I’ve been a cosplayer and cosplaying since 2005. I remember my first time very well. I wore this terrible Itachi Uchiha outfit from Naruto. It was a mess, but I had such a fun time! The year prior my mother had taken me to my first convention after reading about it in our local newspaper. It was something I had never known about. I had always loved dressing up for Halloween, and here I discovered a whole new world of people, people who liked what I liked and wore beautiful costumes. I wanted to be like them. I wanted to be a part of that world.
I have never been good at sewing. I took a class and just found it rather difficult. I could make small things, and simple outfits, but I always wanted to wear beautiful and grand costumes. So I considered looking elsewhere for my costumes and looked into hiring a seamstress.
So there I was in 2014, I had been cosplaying for nearly 10 years, the whole time I had only made a few outfits myself. There had always been talk in the community about how you weren’t a ‘real’ cosplayer if you didn’t make everything yourself. That was part of the hobby and that was what a cosplayer was. There had been a trend of accusing cosplayers of not making their own outfits, or shaming those who did admit they had someone make their outfit.
I felt bad I didn’t have the skills to make the beautiful outfits I wanted to cosplay, I let those things get me down, but this had been something I had loved for a very long time and I wasn’t going to give it up because I couldn’t make ornate costumes all myself.
In 2014 I met my now good friend Tia, a very talented seamstress and owner of Serenity Costumes. She was accepting commissions and I had gotten a good look at her portfolio. I was impressed and after talking we decided to work together to create my costumes. That was the beginning of something wonderful. Tia is a very talented seamstress and artist, and has made some of my cosplay dreams come true.
Now, perhaps in this point of the article you are wondering how you too can find a seamstress to work with, or what to expect when working with one. Well you are in luck because that is something I can help out with! Here are some tips I have found useful for commissioning cosplays and finding the right seamstress for you.
1. Look at Portfolios and reviews for potential seamstresses. It is important to make sure the person you are working with is professional and has the skills they say they do. Talk to other people who have worked with them, ask questions, and look at their work. Don’t be afraid to ask questions and do your research. You are potentially about to make a major investment, it is always a good idea to be sure before jumping into something.
2. Have good reference pictures for your seamstress. Your seamstress might not be familiar with the character you want to do. Make sure to have good pictures from as many angles as you can.
COMMUNICATE!! Communication is key! Talk to your seamstress about exactly what you want what materials you want to use, and make sure you meet for proper fittings. This is important, avoid being vague, be as detailed as possible about what you want.
3. Don’t be blown away by the price. It is true, seamstresses will charge more then ebay sellers or online cosplay sites, but you are getting a quality, well fitted garment. Take for example some of my cosplays. My first cosplay, besides Itachi, was Roy Mustang from Full Metal Alchemist. I purchased it from a cosplay site and noticed right away the fit wasn’t perfect and pieces would fall off. Now, an outfit like Melisandre that Tia made is different. Well constructed, made with quality materials, and fits me like a glove.
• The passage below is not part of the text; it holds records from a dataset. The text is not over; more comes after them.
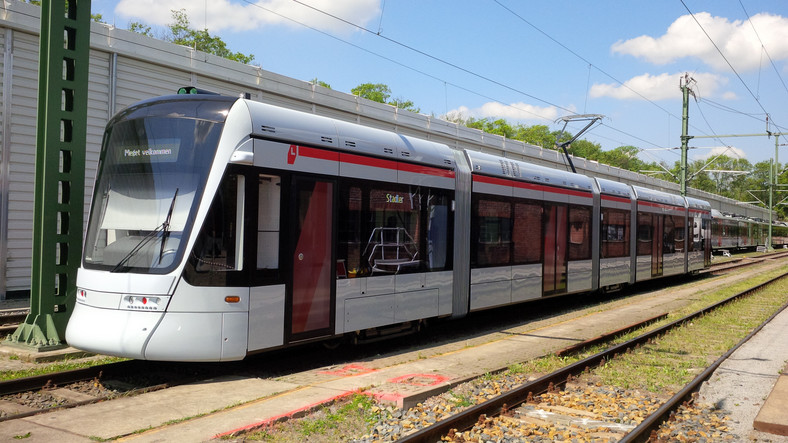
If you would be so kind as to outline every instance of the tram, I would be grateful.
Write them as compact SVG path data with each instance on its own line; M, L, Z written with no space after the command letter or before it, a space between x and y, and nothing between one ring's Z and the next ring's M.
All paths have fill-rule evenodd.
M697 272L711 206L243 98L107 125L69 345L229 361Z
M724 214L712 209L711 237L714 253L731 250L755 250L767 246L769 222L735 214ZM772 223L772 246L788 246L788 224L782 221Z

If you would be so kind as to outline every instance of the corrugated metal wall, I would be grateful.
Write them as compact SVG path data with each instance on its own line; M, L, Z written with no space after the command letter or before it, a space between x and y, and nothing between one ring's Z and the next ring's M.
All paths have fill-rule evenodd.
M0 45L4 54L0 60L0 299L8 292L30 288L39 14L38 7L27 3L6 0L0 5ZM247 92L254 100L397 131L456 148L564 167L556 151L484 134L430 116L399 111L255 66L93 23L85 171L86 221L98 150L109 117L139 100L172 94L185 85L228 95ZM678 192L675 183L583 159L574 161L580 172L589 175ZM754 206L743 210L729 199L701 192L693 195L716 200L713 204L716 209L768 218L764 210Z

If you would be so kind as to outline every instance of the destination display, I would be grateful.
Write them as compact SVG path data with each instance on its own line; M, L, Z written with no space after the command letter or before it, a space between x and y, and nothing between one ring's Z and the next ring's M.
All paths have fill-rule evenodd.
M115 150L118 163L171 163L178 160L180 140L170 139L154 145L119 145Z

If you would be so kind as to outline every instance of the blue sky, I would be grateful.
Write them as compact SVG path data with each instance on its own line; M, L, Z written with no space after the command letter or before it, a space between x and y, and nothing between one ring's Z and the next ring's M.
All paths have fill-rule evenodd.
M645 161L679 159L668 148L680 145L684 73L699 99L690 135L763 133L765 113L769 130L788 133L784 0L93 0L92 8L118 27L141 21L158 32L171 10L186 9L193 27L254 54L265 70L343 92L384 83L425 114L552 130L562 116L603 114L584 138L643 148ZM752 163L774 155L766 137L690 146L691 160L726 146Z

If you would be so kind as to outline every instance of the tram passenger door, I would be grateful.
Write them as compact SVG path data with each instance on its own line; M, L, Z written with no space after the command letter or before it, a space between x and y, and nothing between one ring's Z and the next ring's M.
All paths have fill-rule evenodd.
M542 276L544 295L566 292L566 260L569 234L567 227L566 205L546 203Z
M335 298L335 184L294 177L292 190L292 274L285 325L290 342L333 333Z
M665 237L665 216L654 214L654 235L651 237L651 276L662 275L662 252Z
M701 244L703 245L703 266L711 266L711 219L701 220Z

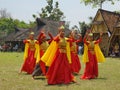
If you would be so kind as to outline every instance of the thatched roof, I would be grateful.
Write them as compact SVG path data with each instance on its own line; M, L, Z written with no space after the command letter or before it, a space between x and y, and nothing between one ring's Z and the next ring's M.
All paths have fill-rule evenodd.
M116 12L111 12L103 9L99 9L93 20L92 32L94 33L94 38L101 31L104 33L102 35L102 42L100 47L105 56L109 54L109 48L116 42L119 42L120 38L120 14Z
M13 33L10 33L6 38L5 41L20 41L24 39L29 29L21 29L15 28Z
M59 21L49 21L49 20L42 20L40 18L36 19L36 26L32 29L21 29L21 28L15 28L15 31L11 34L9 34L5 41L22 41L26 38L28 38L28 35L31 31L35 33L35 38L37 39L40 31L42 28L44 28L44 32L48 33L51 32L53 36L56 36L58 33L58 27L59 27ZM65 29L65 35L67 36L70 30ZM47 39L49 39L49 36L47 35Z
M102 15L103 21L101 22L97 22L95 19L97 18L97 14L100 13ZM118 27L118 22L120 22L120 14L116 13L116 12L111 12L111 11L107 11L107 10L103 10L103 9L99 9L97 12L93 24L94 23L105 23L108 31L110 33L113 33L114 31L114 27Z
M52 33L53 36L56 36L58 34L58 27L60 27L61 22L64 22L64 21L53 21L53 20L42 20L42 21L46 23L46 25L44 26L46 35L49 31ZM65 28L65 36L68 36L69 32L70 30ZM47 38L49 38L48 35Z

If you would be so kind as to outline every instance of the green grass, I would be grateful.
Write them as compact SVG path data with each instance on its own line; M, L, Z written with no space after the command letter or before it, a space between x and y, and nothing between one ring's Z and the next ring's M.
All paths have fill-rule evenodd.
M81 58L80 58L81 59ZM120 58L106 58L99 64L99 77L93 80L80 80L68 85L47 85L47 80L33 80L31 75L18 74L23 63L23 53L0 52L0 90L120 90Z

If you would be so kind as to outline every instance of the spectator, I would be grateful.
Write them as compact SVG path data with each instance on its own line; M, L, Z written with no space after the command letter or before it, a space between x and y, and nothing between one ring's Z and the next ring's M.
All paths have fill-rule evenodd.
M15 45L15 47L13 47L13 51L17 51L18 50L18 44Z
M2 51L2 46L0 45L0 51Z
M115 56L116 57L119 57L120 56L120 51L119 51L119 44L116 43L115 46L114 46L114 53L115 53Z

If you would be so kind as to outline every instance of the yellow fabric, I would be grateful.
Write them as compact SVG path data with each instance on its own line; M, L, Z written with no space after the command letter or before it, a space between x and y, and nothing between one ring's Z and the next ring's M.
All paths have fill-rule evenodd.
M89 62L89 58L88 58L88 46L86 44L84 44L84 53L83 53L83 62Z
M101 51L101 49L100 49L98 44L95 44L94 51L95 51L95 55L96 55L97 61L99 63L105 62L105 57L104 57L104 55L103 55L103 53L102 53L102 51ZM86 44L84 44L83 62L84 63L89 62L88 46Z
M101 49L100 49L98 44L95 44L94 50L95 50L95 55L97 57L97 61L99 63L105 62L105 57L104 57L104 55L103 55L103 53L102 53L102 51L101 51Z
M28 42L30 42L30 40L27 40ZM34 54L34 58L38 58L40 59L40 56L37 56L39 53L39 44L36 43L37 40L34 40L35 43L35 54ZM24 60L26 60L26 58L28 57L28 48L29 48L29 43L25 43L25 51L24 51Z
M35 51L35 58L36 58L36 63L40 62L40 46L39 44L35 45L36 51Z
M45 54L41 57L41 60L46 64L46 66L51 66L57 49L58 49L58 43L53 40L50 46L48 47L48 49L46 50ZM67 51L68 62L71 63L69 42L67 42L66 51Z
M66 51L67 51L68 62L69 62L69 63L72 63L72 62L71 62L71 53L70 53L70 42L67 42L66 44L67 44L67 45L66 45Z
M29 44L26 43L25 44L25 51L24 51L24 60L26 60L26 58L28 57L28 48L29 48Z
M50 66L52 64L57 48L58 44L53 40L44 55L41 57L41 60L46 64L46 66Z
M35 54L34 54L34 58L37 58L37 53L38 53L38 49L39 49L39 44L36 43L37 41L34 40L34 43L35 43Z

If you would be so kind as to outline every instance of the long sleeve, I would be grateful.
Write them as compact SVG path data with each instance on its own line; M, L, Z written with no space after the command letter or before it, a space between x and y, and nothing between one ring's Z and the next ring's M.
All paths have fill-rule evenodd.
M82 42L82 37L75 41L76 43Z
M59 36L56 36L55 38L54 38L54 41L56 41L56 42L59 42Z
M23 43L25 44L25 43L29 43L29 40L23 40Z
M51 33L48 33L49 37L50 37L50 40L48 40L48 43L50 44L52 42L52 40L54 39L54 37L52 36Z
M100 43L101 41L102 41L102 39L99 38L98 40L95 41L95 44L98 44L98 43Z
M48 33L48 35L49 35L50 39L53 40L52 34L51 34L51 33Z
M87 40L86 40L86 36L84 37L83 42L84 42L86 45L89 44L89 43L87 42Z

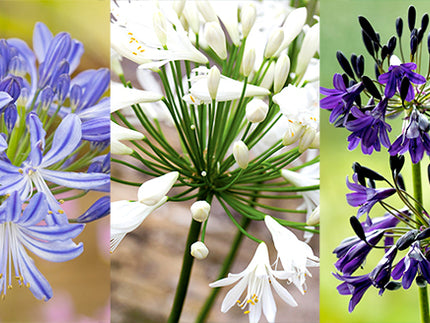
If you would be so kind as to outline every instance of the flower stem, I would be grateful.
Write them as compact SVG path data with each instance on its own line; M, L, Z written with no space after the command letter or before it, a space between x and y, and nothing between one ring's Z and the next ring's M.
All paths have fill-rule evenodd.
M420 163L412 164L412 182L414 186L414 198L417 200L416 208L421 210L420 204L423 202L423 191L421 187L421 168ZM419 225L418 225L419 227ZM418 287L420 307L421 307L421 322L430 322L429 300L427 295L427 286Z
M170 311L168 323L179 322L182 307L184 306L185 296L188 290L188 283L190 281L191 269L193 267L194 257L191 256L191 245L199 238L200 228L202 224L195 221L191 222L190 230L188 231L187 243L185 245L184 258L182 260L181 275L179 277L178 287L176 288L175 299L173 301L172 309Z
M244 216L244 217L242 217L240 226L242 228L246 229L250 222L251 222L251 220L248 217ZM236 254L237 254L237 251L239 250L242 239L243 239L243 234L240 230L238 230L236 233L236 236L234 237L230 251L229 251L227 257L224 259L224 263L222 264L222 267L221 267L221 270L219 272L217 280L224 278L229 273L230 267L233 264L233 260L236 258ZM212 289L211 293L206 298L205 304L203 305L202 309L200 310L199 315L197 316L196 323L203 323L206 321L219 291L220 291L219 287Z

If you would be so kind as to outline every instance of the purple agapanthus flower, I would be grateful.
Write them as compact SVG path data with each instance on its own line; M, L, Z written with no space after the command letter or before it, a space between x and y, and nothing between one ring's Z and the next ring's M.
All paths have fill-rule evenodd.
M418 272L430 284L430 261L421 252L419 242L414 242L407 255L394 267L391 276L394 279L402 278L403 288L408 289Z
M363 298L364 293L372 286L372 280L369 275L350 276L333 274L337 279L343 281L342 284L337 286L337 290L341 295L352 295L349 301L348 311L351 313L358 302Z
M406 76L411 83L424 84L426 82L425 77L418 73L412 72L416 68L417 65L415 63L391 65L387 73L381 74L378 77L378 81L382 84L387 84L385 86L385 96L387 98L392 98L396 93L396 90L400 92L400 84L404 76ZM412 84L410 84L408 94L406 95L406 101L412 101L414 97L414 88Z
M352 131L349 135L348 149L355 149L361 141L361 150L364 154L370 155L373 149L381 150L381 144L390 147L388 132L391 126L385 122L385 112L388 99L383 99L371 111L361 111L357 107L351 108L351 114L356 118L345 123L345 127Z
M361 185L358 182L358 175L355 173L352 175L354 182L350 182L348 177L346 178L346 185L353 193L346 194L346 200L351 206L360 206L357 212L357 217L359 218L364 213L367 213L366 223L368 225L372 224L372 220L369 217L369 212L372 207L386 199L387 197L393 195L396 190L394 188L372 188Z
M67 222L46 181L82 190L108 191L110 176L102 173L65 172L53 167L72 154L81 141L81 122L76 115L70 114L63 119L55 131L52 146L46 153L46 132L39 117L30 113L27 124L30 132L30 154L21 166L12 165L7 159L0 159L0 195L18 191L21 199L26 200L31 196L34 185L38 192L47 196L52 212L46 219L48 224Z
M52 288L30 258L27 250L51 262L76 258L83 251L82 243L72 238L79 235L84 225L43 223L48 205L43 193L37 193L22 211L23 203L17 191L0 205L0 290L6 295L12 280L26 286L37 299L52 297Z
M334 89L320 88L321 94L327 95L327 97L321 99L320 107L331 111L330 123L334 123L342 115L346 120L354 100L364 89L364 85L361 82L347 87L342 75L338 73L333 76L333 86Z
M391 156L404 154L409 151L414 164L424 156L424 151L430 155L429 121L425 115L414 109L405 118L402 134L393 142L388 152Z

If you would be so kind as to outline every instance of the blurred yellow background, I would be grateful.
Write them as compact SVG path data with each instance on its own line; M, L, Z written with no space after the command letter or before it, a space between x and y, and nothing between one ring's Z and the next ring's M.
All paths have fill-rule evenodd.
M21 38L32 48L35 22L42 21L57 34L69 32L84 44L85 53L76 73L109 67L109 6L107 0L0 1L0 38ZM66 213L79 216L99 195L66 203ZM109 322L110 261L109 220L86 226L74 239L84 243L84 253L65 263L34 257L53 290L45 303L16 285L0 301L0 322Z
M407 9L410 4L416 7L417 21L420 24L422 15L430 9L428 0L322 0L321 86L333 88L333 74L342 73L336 60L338 50L341 50L347 58L353 53L363 54L367 75L374 78L374 62L367 54L361 40L360 25L357 19L359 15L368 18L374 29L381 34L382 43L386 43L391 36L395 35L396 18L402 17L404 25L402 46L404 52L408 52ZM395 53L398 53L398 49ZM425 47L423 55L423 57L427 57ZM423 61L427 61L427 58ZM371 167L387 178L390 178L390 168L387 149L384 147L381 152L373 153L371 156L363 155L360 147L352 152L348 151L347 136L350 132L334 128L329 124L328 117L329 112L321 110L320 322L418 322L419 303L415 287L411 287L407 291L403 289L394 292L385 291L382 297L378 295L378 290L371 288L365 293L352 314L348 313L350 296L339 295L336 290L336 286L340 282L332 275L332 272L335 271L334 263L337 260L332 251L344 238L354 235L349 225L349 217L357 212L357 208L349 206L346 202L345 194L348 192L345 184L346 176L349 176L351 180L353 173L351 166L354 161ZM396 125L390 134L390 139L393 141L401 131L401 120L389 122ZM407 189L411 189L410 158L407 157L406 160L403 176ZM428 156L424 156L423 171L424 166L427 167L428 161ZM428 207L428 184L425 186L427 190L424 191L424 200L427 197ZM397 206L401 205L397 203ZM372 215L382 216L383 211L376 208L371 212ZM365 269L358 269L355 275L369 273L383 255L379 250L373 251L372 254L374 256L367 259ZM400 256L403 256L403 253L398 257Z

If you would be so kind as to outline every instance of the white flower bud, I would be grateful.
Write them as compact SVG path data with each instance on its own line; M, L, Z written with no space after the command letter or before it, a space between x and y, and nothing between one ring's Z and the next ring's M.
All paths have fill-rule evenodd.
M218 23L218 17L209 1L196 1L196 5L206 22Z
M282 90L285 81L288 78L288 72L290 71L290 58L287 54L282 54L275 65L275 77L273 84L273 92L278 93Z
M243 37L248 37L252 26L254 26L255 18L257 17L257 11L255 10L254 4L245 5L240 13L240 21L242 23L242 34Z
M244 76L249 76L254 69L255 64L255 49L251 48L243 56L242 60L242 74Z
M133 153L133 149L127 147L120 140L139 140L145 138L145 136L135 130L131 130L125 127L117 125L111 121L111 152L115 155L130 155Z
M157 35L158 40L162 46L166 46L167 43L167 21L161 11L154 12L152 17L152 23L154 26L154 32Z
M390 65L400 65L402 64L402 61L400 58L398 58L396 55L390 56Z
M301 78L305 73L311 58L319 48L320 24L313 25L303 39L302 47L297 55L296 75Z
M308 149L315 139L316 131L312 127L307 127L299 141L299 152L302 153Z
M266 89L270 89L272 87L274 77L275 77L275 64L272 63L267 69L266 75L264 75L260 86Z
M270 58L276 53L279 46L281 46L284 40L284 31L281 28L274 30L269 37L266 44L266 49L264 50L264 57ZM312 55L313 56L313 55Z
M191 205L191 215L197 222L205 222L211 211L211 205L206 201L197 201Z
M315 210L312 211L309 218L306 220L307 225L317 225L320 223L320 206L318 205Z
M307 10L305 7L297 8L288 14L287 19L282 26L284 31L284 40L277 50L275 56L278 56L282 50L287 48L290 43L297 37L303 29L306 22Z
M216 67L215 65L212 66L208 73L208 90L212 100L216 99L220 77L221 74L219 72L218 67Z
M304 127L296 122L288 122L287 131L285 132L284 137L282 138L282 144L284 146L289 146L294 144L297 140L300 139L304 132Z
M201 241L196 241L191 245L191 256L196 259L205 259L209 254L208 248Z
M115 75L124 75L121 66L122 57L114 49L110 51L110 69Z
M173 1L172 7L173 7L173 10L175 10L178 17L182 16L182 13L183 13L184 7L185 7L185 2L186 2L186 0L175 0L175 1Z
M309 146L309 148L313 148L313 149L319 149L320 148L320 132L319 131L317 131L315 133L315 138L312 141L312 143Z
M205 25L205 38L208 46L221 59L227 58L227 48L225 45L225 35L221 26L217 22L208 22Z
M198 34L200 31L199 11L194 1L187 1L184 8L184 16L191 27L193 33Z
M233 156L240 168L246 169L249 163L249 150L242 140L233 144Z
M266 118L269 106L261 99L254 98L246 105L246 119L249 122L261 122Z
M149 206L157 204L170 191L178 176L178 172L170 172L146 181L139 187L137 199Z

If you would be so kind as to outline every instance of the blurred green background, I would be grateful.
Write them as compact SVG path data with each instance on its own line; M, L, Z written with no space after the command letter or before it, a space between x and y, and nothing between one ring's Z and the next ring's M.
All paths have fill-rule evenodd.
M333 88L332 78L335 72L342 73L337 60L336 51L341 50L346 57L352 53L365 56L366 70L374 78L373 60L367 54L361 40L360 26L357 17L363 15L372 23L374 29L381 34L381 41L395 34L395 20L404 20L403 49L408 51L409 30L407 28L407 9L413 3L417 8L417 20L421 22L422 15L430 10L430 2L422 1L389 1L389 0L322 0L321 1L321 86ZM426 33L427 35L427 33ZM426 37L426 36L425 36ZM405 50L406 49L406 50ZM398 49L397 49L398 51ZM396 52L397 52L396 51ZM423 57L427 56L423 50ZM357 148L347 150L345 129L337 129L328 123L329 112L321 110L321 285L320 285L320 322L419 322L418 294L415 287L404 291L385 291L378 295L375 288L369 289L352 314L348 313L349 296L339 295L335 271L336 257L333 249L346 237L352 236L349 217L356 214L357 209L350 207L345 198L347 188L346 176L351 178L352 163L360 162L370 166L384 176L390 176L388 153L385 148L371 156L362 155ZM391 124L393 122L390 121ZM401 120L396 120L397 127L393 128L390 139L400 133ZM423 159L424 166L428 164L428 156ZM404 170L406 187L410 188L410 163ZM426 178L426 177L424 177ZM427 185L428 186L428 185ZM425 191L424 200L428 200L429 191ZM393 200L390 200L393 201ZM427 206L429 203L427 203ZM397 206L400 206L397 204ZM378 213L379 212L379 213ZM383 214L381 209L375 209L371 215ZM373 251L374 257L367 260L364 270L358 270L356 275L370 272L378 262L382 253ZM402 254L399 254L402 255ZM399 257L399 256L398 256ZM400 259L400 258L399 258Z
M42 21L57 34L69 32L83 42L85 53L79 73L88 68L109 67L108 0L0 1L0 38L17 37L32 47L35 22ZM66 203L66 213L78 216L96 199L88 196ZM26 288L8 291L0 302L0 322L109 322L110 261L109 220L86 226L74 239L84 243L84 253L65 263L49 263L34 257L48 279L53 298L36 300Z

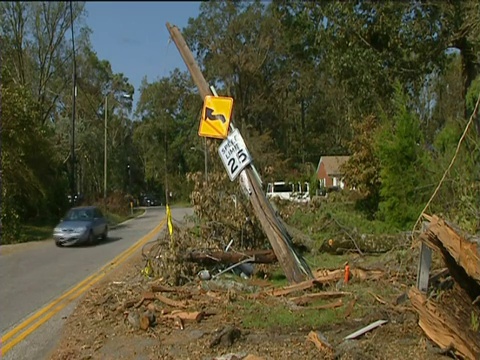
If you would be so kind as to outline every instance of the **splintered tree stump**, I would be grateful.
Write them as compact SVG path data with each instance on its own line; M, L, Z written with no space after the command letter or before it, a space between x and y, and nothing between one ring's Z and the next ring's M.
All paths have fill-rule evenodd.
M476 317L478 326L480 311L461 288L457 286L444 293L442 303L427 300L416 288L410 289L409 298L419 315L418 324L441 349L453 349L465 359L480 359L480 332L472 329L472 318Z
M462 234L437 216L426 216L428 229L420 239L442 255L450 275L474 300L480 295L480 241Z

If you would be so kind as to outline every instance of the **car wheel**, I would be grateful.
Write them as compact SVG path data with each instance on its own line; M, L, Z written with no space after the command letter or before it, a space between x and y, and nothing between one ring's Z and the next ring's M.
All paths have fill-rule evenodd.
M88 234L88 245L95 244L95 236L93 236L93 231L90 230L90 234Z
M58 247L62 247L62 245L58 241L55 241L55 245Z
M107 240L107 237L108 237L108 227L105 226L105 231L102 234L102 241Z

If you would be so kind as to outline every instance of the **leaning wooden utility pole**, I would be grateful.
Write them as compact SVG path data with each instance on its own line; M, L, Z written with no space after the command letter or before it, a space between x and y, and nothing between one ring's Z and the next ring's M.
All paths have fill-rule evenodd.
M167 29L170 32L172 40L175 42L183 61L187 65L193 81L198 87L202 100L204 100L205 96L212 95L212 91L203 77L192 52L188 48L180 30L176 26L167 23ZM249 194L253 210L262 224L262 228L272 245L273 251L275 252L278 262L282 266L288 281L298 283L305 279L312 278L313 276L310 267L303 257L295 251L292 245L291 236L275 215L275 212L270 202L266 199L251 165L248 165L248 167L243 170L243 174L241 174L241 184L246 190L246 193Z

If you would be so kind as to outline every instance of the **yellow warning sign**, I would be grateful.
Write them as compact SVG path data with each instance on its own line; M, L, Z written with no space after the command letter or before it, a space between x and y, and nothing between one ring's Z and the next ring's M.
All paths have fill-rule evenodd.
M232 117L233 98L205 96L202 119L198 135L216 139L226 139Z

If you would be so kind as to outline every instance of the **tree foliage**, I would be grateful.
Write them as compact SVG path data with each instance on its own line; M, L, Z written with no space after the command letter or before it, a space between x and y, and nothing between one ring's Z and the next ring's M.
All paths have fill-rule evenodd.
M168 189L187 199L186 174L204 171L205 158L208 172L224 171L219 141L197 135L202 102L190 74L176 69L133 89L93 49L84 3L71 5L72 14L67 2L0 4L3 199L13 209L2 213L24 222L67 205L71 15L77 191L102 197L106 147L108 193L160 197ZM479 8L473 1L211 1L183 34L206 80L234 97L233 121L265 181L308 180L322 155L351 155L345 179L362 195L359 204L404 228L450 163L478 98ZM136 109L124 97L134 90ZM432 203L451 218L476 216L465 222L472 229L479 124Z
M397 83L394 115L385 119L376 137L380 163L379 216L405 228L417 219L428 200L428 156L418 117L408 108L408 98Z

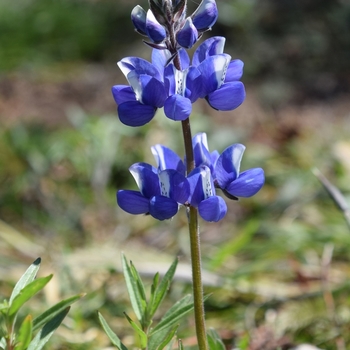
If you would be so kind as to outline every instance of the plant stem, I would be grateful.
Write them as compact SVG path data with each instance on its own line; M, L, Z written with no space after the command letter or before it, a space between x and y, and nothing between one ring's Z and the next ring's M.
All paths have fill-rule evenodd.
M170 26L168 28L168 32L170 36L168 49L171 54L175 54L177 52L177 42L175 39L173 26ZM175 68L181 71L181 61L180 61L179 55L175 55L173 62L174 62ZM184 144L185 144L187 174L189 174L195 167L190 118L183 120L181 122L181 125L182 125L182 134L183 134ZM198 348L199 350L209 350L208 341L207 341L207 332L205 327L198 211L196 208L192 206L188 208L188 229L189 229L190 244L191 244L192 289L193 289L194 318L195 318L195 324L196 324Z
M189 119L186 119L182 122L182 132L185 143L187 173L189 173L194 169L192 134ZM207 342L204 314L198 211L195 207L192 206L190 206L188 209L188 228L191 244L192 288L197 341L200 350L208 350L209 347Z

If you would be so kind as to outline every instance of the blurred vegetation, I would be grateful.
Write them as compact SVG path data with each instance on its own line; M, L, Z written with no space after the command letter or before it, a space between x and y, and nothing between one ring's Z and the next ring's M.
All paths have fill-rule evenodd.
M138 55L144 46L129 19L137 3L2 0L0 84L13 73L61 64L64 76L67 63L84 70L90 63ZM349 202L348 114L333 114L334 108L313 120L307 111L275 111L349 92L349 3L218 0L218 6L219 22L209 34L227 37L227 51L244 60L245 81L265 109L253 105L246 115L214 118L200 108L192 116L193 130L206 131L212 149L244 143L242 169L263 167L266 185L256 197L228 203L229 214L219 224L201 224L206 291L213 293L208 323L242 350L261 350L264 342L266 349L302 342L341 349L341 342L350 344L350 234L311 170L319 168ZM0 294L9 295L23 267L41 255L56 283L34 301L34 313L43 311L42 304L88 293L73 306L50 349L107 348L96 310L129 344L121 250L146 278L180 255L165 307L190 288L184 211L159 223L131 217L115 203L116 189L135 188L128 167L153 162L151 145L166 143L183 153L178 125L158 115L150 126L132 129L115 114L81 109L55 127L47 126L48 119L15 120L0 128ZM185 346L193 344L191 319L179 334Z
4. Support a small business. A lot of seamstresses are their own small business and artists who live off their craft. I personally always like supporting artists and helping be able to keep creativity alive. It feels more like working with members of our community rather than just buying a costume from a faceless cosplay site.
5. Credit!!! It is so important and a problem that has been happening recently in the community. If you work with a seamstress, make sure you give them the proper credit. That includes not entering masquerades with a commissioned outfit, or posting a photo without crediting who made the garment. It’s very important; make sure their work is recognized.
6. Don’t stop learning for yourself! It is more than commission cosplays, but I highly encourage people to keep learning. See if you can make small pieces for your costumes while your seamstress makes the bulk of it or the harder part. Don’t stop learning and experimenting with pieces of your costume.
And last but not least,
7. Don’t be ashamed. This is so important! You are not any less of a cosplayer because you don’t make your outfit! Cosplaying is, first and foremost, having fun dressing up as your favorite character.
These are just some personal stories and tip I have had when it comes to working with seamstresses and commissioners. Do your research, and have fun! Happy cosplaying!